Among their concern was that ETFs would hurt the creation of IPOs (check); that there would be lax oversight of them (check); that the ease of shorting them would make them ideal triggers for market-wide free-falls (who knows); and that contrary to popular opinion, they’re really little more than derivatives (check.)
As you might guess, it sparked quite a bit of backlash, but I followed up the next day with another article – again, based on the same report – suggesting that ETFs were really just another form of financial engineering. Since then, ETFs, of course, have gone on to be not just “the tail wagging the dog” of the market, as I had written, but to become the market.
As John Authers of Bloomberg writes in a piece headlined, “Your ETF is Ruining Capitalism”…
Exchange-traded funds have only existed for a little more than three decades. The first US ETF launched in 1993. By the end of 2008, the year of the crisis, US-based ETFs held $538 billion. That is now above $9 trillion, far exceeding the gain for Wall Street equities, and up some sevenfold over the period.
Proliferation is such that there are now more ETFs than there are listed stocks. Indexes, once designed to simplify the job of investors and help gauge overall market trends, have ballooned even more. There’s no precise census of all the financial indexes available, but they plainly dwarf the total number of stocks or bonds available anywhere on the planet.
His report focuses on a book by Columbia economist Amar Bhide, which seems to argue that financial derivatives, especially in their standardized, highly-traded forms, exemplify how modern finance has drifted away from judgment and toward mechanical risk engineering. “Financial engineering,” Authers writes, “has created a baffling array of products making any number of formerly illiquid assets — from mortgages through infrastructure projects to reinsurance contracts to foodstuffs — into instruments that can be traded in fast-flowing markets.” Or as I like to think of it, creating derivatives out of everything and anything, even if they’re nailed down.
He then goes through a brief history of the creation of ETFs and how they clash with various economic theories – and goes on to write…
Their proliferation now encourages a top-down approach, divorced from individual companies.

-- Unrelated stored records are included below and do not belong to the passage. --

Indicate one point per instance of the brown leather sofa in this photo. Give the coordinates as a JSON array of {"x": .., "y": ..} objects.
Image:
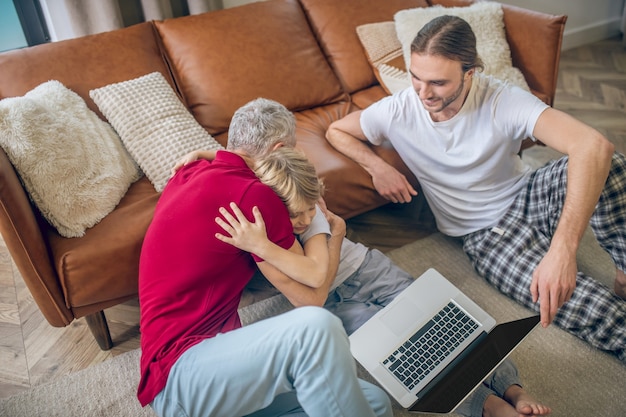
[{"x": 302, "y": 53}]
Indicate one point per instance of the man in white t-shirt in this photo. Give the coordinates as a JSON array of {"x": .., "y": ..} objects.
[{"x": 460, "y": 133}]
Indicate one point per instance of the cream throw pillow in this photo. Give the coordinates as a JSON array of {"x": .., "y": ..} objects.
[
  {"x": 72, "y": 164},
  {"x": 486, "y": 20},
  {"x": 153, "y": 123}
]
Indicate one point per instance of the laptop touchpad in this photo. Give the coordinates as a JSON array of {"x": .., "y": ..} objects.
[{"x": 402, "y": 316}]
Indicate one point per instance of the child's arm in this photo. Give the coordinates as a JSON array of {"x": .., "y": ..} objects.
[
  {"x": 194, "y": 156},
  {"x": 310, "y": 269}
]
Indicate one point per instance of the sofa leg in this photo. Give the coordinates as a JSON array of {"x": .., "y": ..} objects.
[{"x": 97, "y": 323}]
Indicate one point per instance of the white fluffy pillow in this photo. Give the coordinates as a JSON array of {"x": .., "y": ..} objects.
[
  {"x": 153, "y": 123},
  {"x": 71, "y": 163},
  {"x": 486, "y": 21},
  {"x": 384, "y": 53}
]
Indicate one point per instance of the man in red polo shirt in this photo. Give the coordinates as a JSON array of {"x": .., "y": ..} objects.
[{"x": 196, "y": 359}]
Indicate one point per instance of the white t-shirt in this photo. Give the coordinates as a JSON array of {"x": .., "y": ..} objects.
[
  {"x": 352, "y": 253},
  {"x": 468, "y": 167}
]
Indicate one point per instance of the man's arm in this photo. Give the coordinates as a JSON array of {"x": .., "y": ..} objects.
[
  {"x": 347, "y": 137},
  {"x": 589, "y": 160}
]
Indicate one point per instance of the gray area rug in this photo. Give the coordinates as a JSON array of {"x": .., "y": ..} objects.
[{"x": 557, "y": 368}]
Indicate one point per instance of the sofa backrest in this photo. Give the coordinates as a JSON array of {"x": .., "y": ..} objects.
[
  {"x": 223, "y": 59},
  {"x": 334, "y": 22},
  {"x": 84, "y": 63},
  {"x": 535, "y": 41}
]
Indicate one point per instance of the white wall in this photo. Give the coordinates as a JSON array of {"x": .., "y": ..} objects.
[{"x": 587, "y": 20}]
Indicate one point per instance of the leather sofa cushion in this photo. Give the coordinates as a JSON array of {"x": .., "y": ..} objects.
[
  {"x": 335, "y": 22},
  {"x": 262, "y": 50},
  {"x": 103, "y": 265},
  {"x": 348, "y": 187}
]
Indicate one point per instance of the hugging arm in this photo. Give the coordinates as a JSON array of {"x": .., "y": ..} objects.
[
  {"x": 346, "y": 135},
  {"x": 287, "y": 270}
]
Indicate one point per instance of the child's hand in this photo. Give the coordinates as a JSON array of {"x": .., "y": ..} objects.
[
  {"x": 190, "y": 157},
  {"x": 245, "y": 235},
  {"x": 194, "y": 156}
]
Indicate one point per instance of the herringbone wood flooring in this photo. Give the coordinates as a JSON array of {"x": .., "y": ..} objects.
[{"x": 592, "y": 87}]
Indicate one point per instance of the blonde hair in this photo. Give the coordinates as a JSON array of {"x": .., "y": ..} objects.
[{"x": 291, "y": 175}]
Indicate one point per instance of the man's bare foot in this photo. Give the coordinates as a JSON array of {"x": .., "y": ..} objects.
[
  {"x": 620, "y": 284},
  {"x": 496, "y": 407},
  {"x": 524, "y": 405}
]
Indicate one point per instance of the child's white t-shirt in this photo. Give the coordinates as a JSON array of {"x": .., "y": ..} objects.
[{"x": 352, "y": 253}]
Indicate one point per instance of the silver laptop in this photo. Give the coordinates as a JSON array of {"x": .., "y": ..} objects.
[{"x": 432, "y": 345}]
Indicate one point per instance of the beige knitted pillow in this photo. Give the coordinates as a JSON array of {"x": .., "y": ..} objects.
[{"x": 155, "y": 126}]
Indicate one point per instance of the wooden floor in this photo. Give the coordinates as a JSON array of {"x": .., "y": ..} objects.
[{"x": 592, "y": 87}]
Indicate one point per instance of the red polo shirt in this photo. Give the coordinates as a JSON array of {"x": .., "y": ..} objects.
[{"x": 190, "y": 283}]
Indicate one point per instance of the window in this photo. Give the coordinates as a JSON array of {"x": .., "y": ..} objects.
[{"x": 21, "y": 24}]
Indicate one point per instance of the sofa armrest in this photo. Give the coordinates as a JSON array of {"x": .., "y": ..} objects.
[
  {"x": 22, "y": 234},
  {"x": 535, "y": 40}
]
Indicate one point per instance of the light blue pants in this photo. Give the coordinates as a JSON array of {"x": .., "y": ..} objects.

Liquid markets allow numerous ETFs to trade, and operate different strategies, with their trading often driving movement in the underlying companies — not the other way around.
“There comes a point when innovative financing is in fact not much more than placing one piece of paper on top of another piece of paper,” says Viktor Shvets of Macquarie Capital, whose book The Twilight Before the Storm warns of the parallels between capitalism’s current difficulties and the crisis of the 1930s. He also warns that it may now be too late to try to redress the balance as the financial superstructure has been allowed to grow so much larger than the underlying real economy.
Or, put more simply: That rocket ain’t coming back to the launchpad.
P.S.: Cue my pal , who is president and research director of ETF.com. He thoroughly disagreed with the research paper 15 years ago, and while he’s as opposed to highly levered ETFs as many if not most, I’m sure he’ll have a few choice words to say here. (Oh, and by the way – yes, I own ETFs. But I also own stocks.)